Figura 1. Comparação entre um programa de tratamento seletivo (TS, 246 casos) de mastite clínica baseado nos resultados de cultura e um protocolo de tratamento não-seletivo (TNS; 243 casos).

 

 
 


Além disso, os resultados do estudo demonstraram uma redução de três dias no descarte de leite das vacas do grupo TS em comparação ao grupo TNS. As vacas do grupo TNS tiveram o leite descartado por aproximadamente 9 dias, ao passo que as vacas do grupo TS tiveram descarte de leite por apenas 6 dias. Além disso, outro fator impactante do ponto de vista econômico, foi em relação ao uso de antimicrobianos. Enquanto 100% dos casos de MC ocorridos nas vacas do grupo TNS receberam antimicrobianos, apenas 32% dos casos do grupo TS foram tratados com antibiótico intramamário.

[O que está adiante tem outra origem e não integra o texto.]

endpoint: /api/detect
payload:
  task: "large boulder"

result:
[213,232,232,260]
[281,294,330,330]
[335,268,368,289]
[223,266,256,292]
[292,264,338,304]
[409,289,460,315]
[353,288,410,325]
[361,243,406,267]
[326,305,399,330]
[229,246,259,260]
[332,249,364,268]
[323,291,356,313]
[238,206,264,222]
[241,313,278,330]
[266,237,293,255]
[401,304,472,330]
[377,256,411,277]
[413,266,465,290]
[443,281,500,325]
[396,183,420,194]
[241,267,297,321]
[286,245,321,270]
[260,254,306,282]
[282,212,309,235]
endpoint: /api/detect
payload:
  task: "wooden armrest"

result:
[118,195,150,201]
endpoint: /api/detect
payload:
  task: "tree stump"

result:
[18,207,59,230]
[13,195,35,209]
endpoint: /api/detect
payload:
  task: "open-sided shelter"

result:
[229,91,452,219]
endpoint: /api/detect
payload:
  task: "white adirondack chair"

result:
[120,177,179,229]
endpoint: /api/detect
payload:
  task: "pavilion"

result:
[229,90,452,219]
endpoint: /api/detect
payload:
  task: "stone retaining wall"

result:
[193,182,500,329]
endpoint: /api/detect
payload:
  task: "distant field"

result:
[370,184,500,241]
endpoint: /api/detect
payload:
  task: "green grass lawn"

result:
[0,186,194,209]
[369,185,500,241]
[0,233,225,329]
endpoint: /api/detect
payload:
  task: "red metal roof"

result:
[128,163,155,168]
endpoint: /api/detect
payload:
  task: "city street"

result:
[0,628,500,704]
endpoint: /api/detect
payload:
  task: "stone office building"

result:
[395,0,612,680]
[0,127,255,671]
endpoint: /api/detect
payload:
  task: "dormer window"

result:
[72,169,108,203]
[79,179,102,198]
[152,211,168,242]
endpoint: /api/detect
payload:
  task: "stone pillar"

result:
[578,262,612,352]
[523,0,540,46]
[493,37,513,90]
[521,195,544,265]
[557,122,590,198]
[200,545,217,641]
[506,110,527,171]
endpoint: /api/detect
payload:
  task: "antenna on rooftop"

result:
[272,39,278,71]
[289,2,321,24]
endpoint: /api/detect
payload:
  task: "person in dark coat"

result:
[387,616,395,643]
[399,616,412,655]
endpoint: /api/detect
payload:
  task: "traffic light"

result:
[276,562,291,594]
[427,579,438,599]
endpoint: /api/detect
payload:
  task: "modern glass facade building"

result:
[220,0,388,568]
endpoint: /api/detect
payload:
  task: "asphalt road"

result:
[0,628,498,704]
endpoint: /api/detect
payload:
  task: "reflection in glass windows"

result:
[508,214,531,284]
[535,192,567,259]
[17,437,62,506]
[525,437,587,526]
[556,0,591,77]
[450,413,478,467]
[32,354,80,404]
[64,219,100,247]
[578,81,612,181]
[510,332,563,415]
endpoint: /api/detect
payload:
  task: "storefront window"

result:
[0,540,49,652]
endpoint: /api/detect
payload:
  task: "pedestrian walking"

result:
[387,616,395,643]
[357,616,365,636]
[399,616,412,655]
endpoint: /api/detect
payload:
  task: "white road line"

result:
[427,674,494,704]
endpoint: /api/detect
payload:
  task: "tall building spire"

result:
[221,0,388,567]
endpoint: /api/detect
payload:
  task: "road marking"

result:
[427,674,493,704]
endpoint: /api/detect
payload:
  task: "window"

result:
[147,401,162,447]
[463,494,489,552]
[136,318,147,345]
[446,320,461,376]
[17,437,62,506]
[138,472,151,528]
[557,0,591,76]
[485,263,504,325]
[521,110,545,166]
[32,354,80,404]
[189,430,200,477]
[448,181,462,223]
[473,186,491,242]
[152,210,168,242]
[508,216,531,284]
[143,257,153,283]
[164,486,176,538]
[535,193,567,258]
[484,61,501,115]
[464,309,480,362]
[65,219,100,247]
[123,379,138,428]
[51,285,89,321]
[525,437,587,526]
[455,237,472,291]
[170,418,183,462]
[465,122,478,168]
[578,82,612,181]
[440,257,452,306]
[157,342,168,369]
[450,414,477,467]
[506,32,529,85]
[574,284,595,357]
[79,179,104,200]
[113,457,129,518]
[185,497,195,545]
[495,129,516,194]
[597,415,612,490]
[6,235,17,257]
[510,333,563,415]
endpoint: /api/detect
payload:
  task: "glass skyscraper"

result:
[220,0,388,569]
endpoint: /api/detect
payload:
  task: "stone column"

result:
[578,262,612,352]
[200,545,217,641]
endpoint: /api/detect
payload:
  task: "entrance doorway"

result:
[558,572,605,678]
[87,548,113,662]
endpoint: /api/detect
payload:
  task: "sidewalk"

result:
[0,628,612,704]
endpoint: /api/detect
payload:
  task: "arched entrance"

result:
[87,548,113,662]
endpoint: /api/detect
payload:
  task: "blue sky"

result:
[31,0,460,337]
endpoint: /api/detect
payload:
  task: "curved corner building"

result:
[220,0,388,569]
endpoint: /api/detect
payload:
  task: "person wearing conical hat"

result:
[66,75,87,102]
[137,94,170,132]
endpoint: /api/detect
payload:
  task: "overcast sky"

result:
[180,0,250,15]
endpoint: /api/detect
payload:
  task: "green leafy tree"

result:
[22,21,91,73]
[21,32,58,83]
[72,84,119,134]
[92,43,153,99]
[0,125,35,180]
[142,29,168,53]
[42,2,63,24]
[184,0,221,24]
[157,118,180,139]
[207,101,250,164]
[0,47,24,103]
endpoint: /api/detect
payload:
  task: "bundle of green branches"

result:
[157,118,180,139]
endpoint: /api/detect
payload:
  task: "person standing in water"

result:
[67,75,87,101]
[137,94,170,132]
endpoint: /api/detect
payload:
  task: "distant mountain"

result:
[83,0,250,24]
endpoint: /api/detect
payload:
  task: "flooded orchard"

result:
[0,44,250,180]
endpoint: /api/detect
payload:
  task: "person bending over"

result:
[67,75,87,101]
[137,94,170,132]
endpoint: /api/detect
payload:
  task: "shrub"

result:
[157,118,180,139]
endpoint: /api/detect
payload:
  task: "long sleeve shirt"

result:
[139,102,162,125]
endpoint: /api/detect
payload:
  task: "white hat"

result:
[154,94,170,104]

Contudo, considerando os resultados deste estudo, mais de 65% dos casos leves e moderados de MC não teriam sido tratados com antimicrobianos se todas as vacas tivessem sido submetidas ao programa de TS. Além disso, o período de descarte de leite foi reduzido em três dias sem que houvesse prejuízos em relação aos dias até a cura clínica, produção de leite e CCS, e risco de descarte da vaca em até dois meses após o caso de MC. Desta forma, se a decisão de tratamento dos casos de MC for baseada em resultados confiáveis de cultura, bem como de identificação precoce dos casos leves e moderados da doença, programas de TS podem reduzir significativamente os custos da MC e promover ganhos econômicos aos rebanhos leiteiros.

Fonte: Vasquez et al. (2017). Journal of Dairy Science. 100:2992–3003.

* Tiago Tomazi é doutor em Nutrição e Produção Animal e pesquisador do laboratório Qualileite/FMVZ-USP.